Pour notre mystique chrétienne, l’Homme et la Création sont liés : « L’homme est une autre terre » ouvre la préface du Livre I du « Physica ». Cependant l’Homme, parce qu’il est créé « à l’image et à la ressemblance de Dieu » (Gn 1. 26) a également quelques choses de divin, ce en quoi sa vocation est d’être finalement un pont entre les réalités terrestres et les réalités célestes.
Dès lors, quiconque abuse de sa liberté dans l’illusion d’une autonomie absolue transgresse le fonctionnement physique et spirituel de la vie, ce qui entraîne chez lui une persévérance dans la chute due au péché originel et dans ses conséquences (Gn 3). Pour caractériser le trouble, sainte Hildegarde emploie d’ailleurs le mot « Tempestas » : ce qui se passe à l’intérieur de l’Homme est assimilé, encore une fois, aux phénomènes cosmiques (tempêtes).
Mais pour celui qui embrasse le plan divin de la rédemption, les plantes bénéfiques sont à l’images des comportements vertueux, elles guérissent. En effet, Dieu a mis à la disposition de l’homme tout un tas de remèdes pour lui donner le salut physique et éternel.
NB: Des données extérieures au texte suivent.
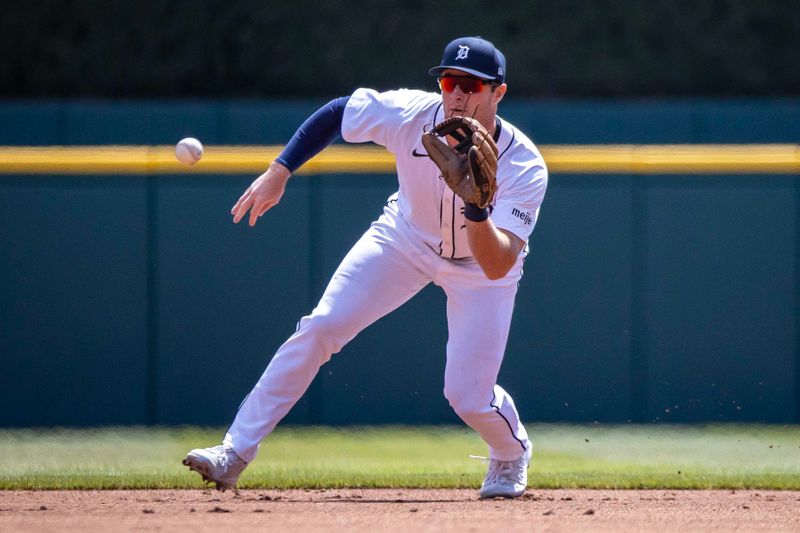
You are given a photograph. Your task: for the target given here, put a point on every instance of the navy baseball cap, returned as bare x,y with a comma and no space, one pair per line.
475,56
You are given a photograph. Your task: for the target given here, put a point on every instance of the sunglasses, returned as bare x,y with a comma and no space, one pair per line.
468,84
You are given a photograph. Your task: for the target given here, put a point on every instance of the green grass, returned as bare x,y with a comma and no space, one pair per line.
597,456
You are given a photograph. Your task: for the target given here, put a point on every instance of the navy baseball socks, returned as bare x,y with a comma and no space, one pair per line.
507,479
218,464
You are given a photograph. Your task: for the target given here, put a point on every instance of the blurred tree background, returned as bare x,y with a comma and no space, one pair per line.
311,48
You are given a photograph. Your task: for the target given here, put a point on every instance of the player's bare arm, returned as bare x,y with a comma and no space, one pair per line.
316,133
496,250
446,195
263,194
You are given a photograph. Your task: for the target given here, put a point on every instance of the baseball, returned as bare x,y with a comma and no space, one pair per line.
189,151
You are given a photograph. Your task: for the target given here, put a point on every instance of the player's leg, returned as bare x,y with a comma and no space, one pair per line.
479,316
374,278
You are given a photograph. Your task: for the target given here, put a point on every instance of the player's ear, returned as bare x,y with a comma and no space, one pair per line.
499,92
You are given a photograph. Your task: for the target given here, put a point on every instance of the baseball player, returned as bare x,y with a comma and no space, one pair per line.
470,188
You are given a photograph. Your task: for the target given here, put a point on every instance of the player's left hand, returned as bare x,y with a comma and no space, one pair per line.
263,194
470,167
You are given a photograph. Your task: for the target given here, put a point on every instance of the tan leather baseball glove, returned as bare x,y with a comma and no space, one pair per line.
470,167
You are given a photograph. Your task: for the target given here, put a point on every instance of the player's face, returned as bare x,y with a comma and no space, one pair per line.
465,95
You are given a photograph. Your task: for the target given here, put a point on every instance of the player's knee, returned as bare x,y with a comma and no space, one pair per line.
464,400
326,331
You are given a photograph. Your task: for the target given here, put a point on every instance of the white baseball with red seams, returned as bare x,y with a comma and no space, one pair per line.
420,238
189,151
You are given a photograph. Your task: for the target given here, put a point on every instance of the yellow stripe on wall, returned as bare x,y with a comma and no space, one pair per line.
581,159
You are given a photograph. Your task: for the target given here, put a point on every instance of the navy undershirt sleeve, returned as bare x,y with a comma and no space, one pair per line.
317,132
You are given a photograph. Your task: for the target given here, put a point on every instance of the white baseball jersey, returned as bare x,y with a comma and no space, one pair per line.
397,120
414,243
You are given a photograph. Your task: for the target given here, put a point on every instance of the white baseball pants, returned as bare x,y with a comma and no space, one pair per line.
383,270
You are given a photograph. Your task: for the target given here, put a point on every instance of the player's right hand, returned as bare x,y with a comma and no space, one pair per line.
263,194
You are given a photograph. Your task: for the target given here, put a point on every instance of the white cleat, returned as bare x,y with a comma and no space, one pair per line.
218,465
507,479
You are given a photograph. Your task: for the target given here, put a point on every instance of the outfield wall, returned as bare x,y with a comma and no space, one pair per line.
133,299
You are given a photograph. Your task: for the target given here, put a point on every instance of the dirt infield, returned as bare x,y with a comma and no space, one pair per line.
398,510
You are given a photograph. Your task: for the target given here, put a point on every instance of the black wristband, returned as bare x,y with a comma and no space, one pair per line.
474,213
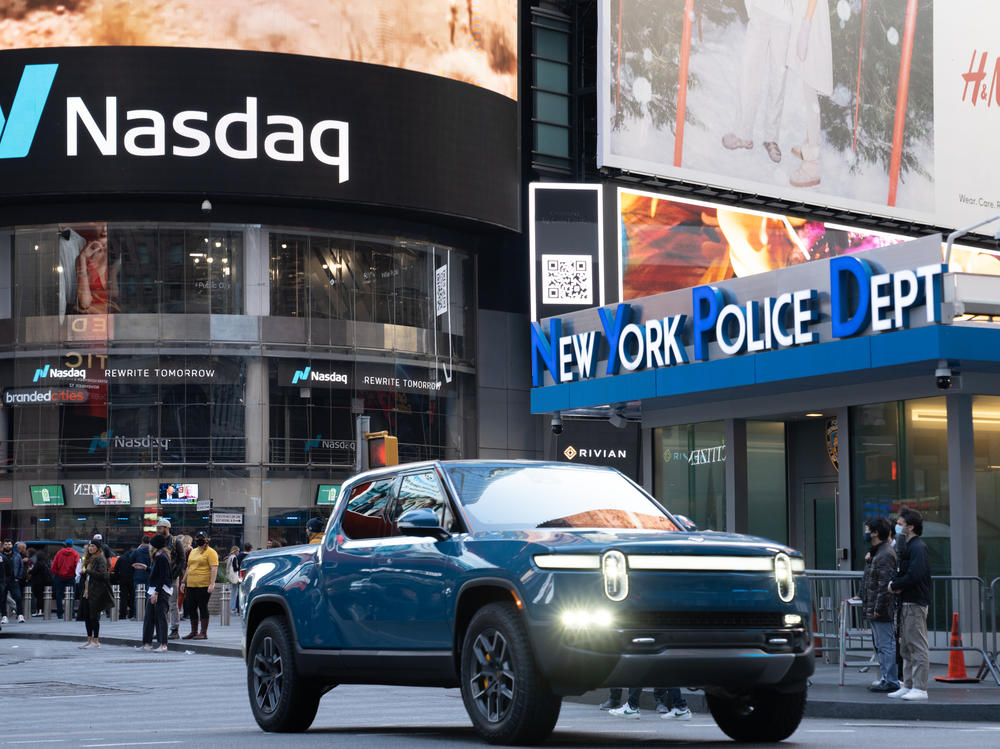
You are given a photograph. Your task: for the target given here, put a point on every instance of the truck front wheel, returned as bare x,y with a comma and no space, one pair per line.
281,700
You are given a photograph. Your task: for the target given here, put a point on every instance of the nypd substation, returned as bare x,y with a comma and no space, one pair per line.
826,391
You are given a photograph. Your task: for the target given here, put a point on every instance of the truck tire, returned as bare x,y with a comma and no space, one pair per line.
506,697
762,716
281,700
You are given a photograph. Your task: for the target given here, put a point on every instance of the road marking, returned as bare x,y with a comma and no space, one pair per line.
131,743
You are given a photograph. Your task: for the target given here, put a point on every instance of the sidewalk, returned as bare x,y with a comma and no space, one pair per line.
948,702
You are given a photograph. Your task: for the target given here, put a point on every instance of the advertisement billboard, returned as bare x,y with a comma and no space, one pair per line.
475,43
47,495
867,107
178,494
111,494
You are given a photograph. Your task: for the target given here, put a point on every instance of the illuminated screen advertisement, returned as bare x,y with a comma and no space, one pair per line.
474,42
326,494
670,243
384,103
178,494
885,108
47,495
111,494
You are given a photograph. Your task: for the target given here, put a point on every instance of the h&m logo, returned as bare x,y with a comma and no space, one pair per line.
17,130
100,440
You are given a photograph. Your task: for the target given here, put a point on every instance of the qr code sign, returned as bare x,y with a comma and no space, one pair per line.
567,279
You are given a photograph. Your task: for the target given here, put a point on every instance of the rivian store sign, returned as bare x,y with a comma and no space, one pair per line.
847,297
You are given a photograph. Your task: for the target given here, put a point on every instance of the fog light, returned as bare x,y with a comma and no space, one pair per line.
586,619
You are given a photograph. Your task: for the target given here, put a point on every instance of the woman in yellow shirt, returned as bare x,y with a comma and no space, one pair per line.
198,584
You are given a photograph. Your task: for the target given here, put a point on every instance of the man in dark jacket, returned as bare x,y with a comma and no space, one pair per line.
878,604
913,585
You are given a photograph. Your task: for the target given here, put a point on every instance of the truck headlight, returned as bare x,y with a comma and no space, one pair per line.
614,569
784,577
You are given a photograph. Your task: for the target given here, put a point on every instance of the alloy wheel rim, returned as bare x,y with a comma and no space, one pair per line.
267,676
493,683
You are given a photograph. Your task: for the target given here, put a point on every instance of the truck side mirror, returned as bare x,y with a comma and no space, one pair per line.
421,521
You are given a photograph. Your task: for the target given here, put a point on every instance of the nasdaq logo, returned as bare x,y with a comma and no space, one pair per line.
100,440
17,129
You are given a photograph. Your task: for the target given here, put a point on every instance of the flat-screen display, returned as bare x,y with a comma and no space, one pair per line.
47,495
327,494
178,494
111,494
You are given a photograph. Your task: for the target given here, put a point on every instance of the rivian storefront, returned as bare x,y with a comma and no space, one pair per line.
213,260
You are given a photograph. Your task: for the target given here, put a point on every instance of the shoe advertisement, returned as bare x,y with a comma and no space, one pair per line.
872,107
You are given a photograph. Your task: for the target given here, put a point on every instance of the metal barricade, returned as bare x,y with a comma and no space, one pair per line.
967,596
140,602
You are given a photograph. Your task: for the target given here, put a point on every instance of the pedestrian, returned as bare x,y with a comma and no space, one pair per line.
913,585
670,703
198,584
96,595
39,577
63,573
233,573
878,604
178,563
158,600
14,574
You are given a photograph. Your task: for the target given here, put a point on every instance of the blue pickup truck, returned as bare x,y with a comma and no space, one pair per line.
522,582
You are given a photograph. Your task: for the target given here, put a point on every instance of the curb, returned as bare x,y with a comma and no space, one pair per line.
172,646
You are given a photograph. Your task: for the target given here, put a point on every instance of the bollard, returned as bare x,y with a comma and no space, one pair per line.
140,602
68,604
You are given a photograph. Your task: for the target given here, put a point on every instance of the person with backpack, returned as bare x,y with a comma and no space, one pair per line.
178,564
63,573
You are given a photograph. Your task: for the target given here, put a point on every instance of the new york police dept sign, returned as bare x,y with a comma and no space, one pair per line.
892,288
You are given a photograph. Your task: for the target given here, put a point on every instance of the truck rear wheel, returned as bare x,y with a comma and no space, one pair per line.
281,700
506,697
761,716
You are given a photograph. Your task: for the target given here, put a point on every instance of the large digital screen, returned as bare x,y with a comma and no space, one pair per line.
327,494
178,494
47,495
474,42
111,494
888,108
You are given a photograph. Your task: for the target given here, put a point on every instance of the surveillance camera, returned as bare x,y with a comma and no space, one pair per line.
557,424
Au point de vue naturel, la question est maintenant de savoir quels remèdes conseiller, à qui et comment ?

 

La théorie des humeurs

 

Au point de vue physique, sainte Hildegarde considérait l’être humain comme un ensemble de parties sèches, humides, chaudes et froides, dominantes présentes dans la nature et dont l’équilibre permet de conserver la santé. Il s’agit là de la théorie des « humeurs », base de la médecine antique en vigueur au Moyen-Age.
Ainsi, sainte Hildegarde de Bingen utilisait tout ce que la nature pouvait lui offrir en matière de traitement afin de rééquilibrer les humeurs, ajoutant parfois une invocation céleste : « Si Dieu le veut » ou : « A moins que Dieu n’en décide autrement ».

 

Tilleul, verveine et mélisse, les petites préférées

 

Afin de guérir, Sainte Hildegarde, utilisait donc couramment les plantes dont elle avait un savoir empirique, pratique et mystique. Parmi les simples souvent mises en avant par la thaumaturge, nous pouvons citer le Tilleul, la Verveine et la Mélisse.
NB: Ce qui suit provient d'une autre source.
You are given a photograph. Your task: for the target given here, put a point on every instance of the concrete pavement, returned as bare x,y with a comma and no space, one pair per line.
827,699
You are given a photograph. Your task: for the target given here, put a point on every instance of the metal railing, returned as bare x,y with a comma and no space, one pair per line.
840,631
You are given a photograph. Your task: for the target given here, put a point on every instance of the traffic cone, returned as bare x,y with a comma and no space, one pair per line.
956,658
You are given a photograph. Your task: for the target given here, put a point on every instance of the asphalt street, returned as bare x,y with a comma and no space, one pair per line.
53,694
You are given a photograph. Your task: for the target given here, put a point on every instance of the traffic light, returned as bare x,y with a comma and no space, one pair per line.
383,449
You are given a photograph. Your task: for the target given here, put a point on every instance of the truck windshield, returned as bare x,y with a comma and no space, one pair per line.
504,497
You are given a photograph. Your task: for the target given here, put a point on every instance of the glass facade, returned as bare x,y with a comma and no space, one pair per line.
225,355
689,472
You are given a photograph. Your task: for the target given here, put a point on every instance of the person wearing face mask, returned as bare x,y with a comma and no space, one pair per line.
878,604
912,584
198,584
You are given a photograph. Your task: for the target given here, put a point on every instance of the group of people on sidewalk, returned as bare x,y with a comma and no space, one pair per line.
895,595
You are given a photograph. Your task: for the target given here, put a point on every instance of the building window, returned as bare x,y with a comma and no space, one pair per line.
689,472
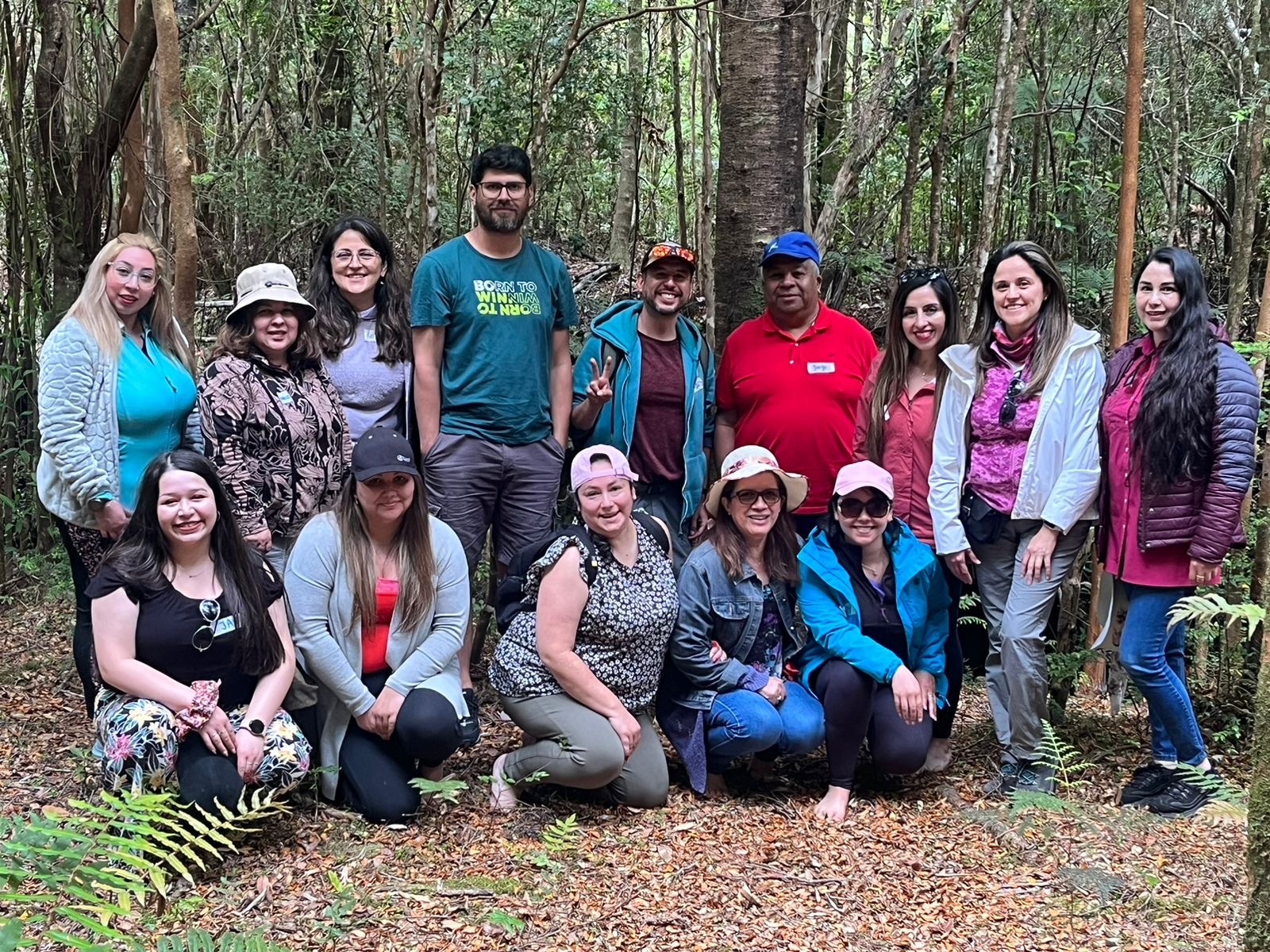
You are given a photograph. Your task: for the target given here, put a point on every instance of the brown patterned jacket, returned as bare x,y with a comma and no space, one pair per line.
277,438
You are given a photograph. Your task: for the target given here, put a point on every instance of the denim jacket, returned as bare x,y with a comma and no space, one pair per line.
715,608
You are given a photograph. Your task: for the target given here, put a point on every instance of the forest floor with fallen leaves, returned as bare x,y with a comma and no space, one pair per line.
931,867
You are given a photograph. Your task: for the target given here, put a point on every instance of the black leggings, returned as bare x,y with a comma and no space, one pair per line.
375,774
859,708
82,638
954,663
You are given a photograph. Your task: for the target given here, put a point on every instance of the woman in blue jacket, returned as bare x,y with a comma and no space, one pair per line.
878,608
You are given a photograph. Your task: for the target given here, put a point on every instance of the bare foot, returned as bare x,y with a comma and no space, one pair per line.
717,787
502,795
833,806
939,755
762,770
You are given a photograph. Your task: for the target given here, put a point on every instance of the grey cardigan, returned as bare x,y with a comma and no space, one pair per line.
328,635
79,425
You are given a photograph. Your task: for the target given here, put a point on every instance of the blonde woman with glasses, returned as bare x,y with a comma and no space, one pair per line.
116,391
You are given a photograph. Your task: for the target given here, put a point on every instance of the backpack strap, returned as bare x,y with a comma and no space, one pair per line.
656,530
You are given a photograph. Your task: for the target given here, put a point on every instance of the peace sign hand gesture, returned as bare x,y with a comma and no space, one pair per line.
600,391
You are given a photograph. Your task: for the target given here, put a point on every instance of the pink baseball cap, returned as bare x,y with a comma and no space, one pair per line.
864,474
587,467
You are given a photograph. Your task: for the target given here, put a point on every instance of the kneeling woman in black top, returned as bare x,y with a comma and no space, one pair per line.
192,644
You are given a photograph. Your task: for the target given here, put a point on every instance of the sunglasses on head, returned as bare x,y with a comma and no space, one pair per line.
1010,406
876,507
206,634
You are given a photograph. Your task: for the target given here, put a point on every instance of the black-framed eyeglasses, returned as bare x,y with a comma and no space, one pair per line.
206,634
493,190
749,497
876,505
366,255
1010,405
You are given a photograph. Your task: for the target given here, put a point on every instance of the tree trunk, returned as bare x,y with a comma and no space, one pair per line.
764,52
681,200
941,143
628,164
825,25
181,190
75,177
997,154
706,192
873,124
133,178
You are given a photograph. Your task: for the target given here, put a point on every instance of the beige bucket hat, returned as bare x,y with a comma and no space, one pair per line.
749,461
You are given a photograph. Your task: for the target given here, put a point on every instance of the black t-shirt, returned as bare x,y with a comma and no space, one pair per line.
879,613
167,622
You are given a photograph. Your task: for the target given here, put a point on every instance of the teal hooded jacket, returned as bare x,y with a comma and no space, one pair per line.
832,613
618,327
Commençons par le tilleul, Tillia spp. : « Le tilleul a une grande chaleur. Cette chaleur est toute entière dans ses racines et elle monte dans ses branches et ses feuilles… « , Physica, livre III.
Sainte Hildegarde conseille le tilleul pour toutes les souffrances du cœur, et plus largement pour guérir « toutes les maladies les plus dangereuses qui affectent l’homme ». Une sorte de panacée. Qu’en disent les analyses chimiques modernes ? Les fleurs et les bractées de tilleul sont constituées notamment de flavonoïdes, de mucilage, de tanins et d’huiles essentielles (jusqu’à 1%), c’est-à-dire d’un ensemble de principes actifs qui expliquent les propriétés antispasmodiques et sédatives de la plante et qui justifient son utilisation traditionnelle pour calmer les nerfs, favoriser le sommeil et combattre le stress ainsi que l’angoisse.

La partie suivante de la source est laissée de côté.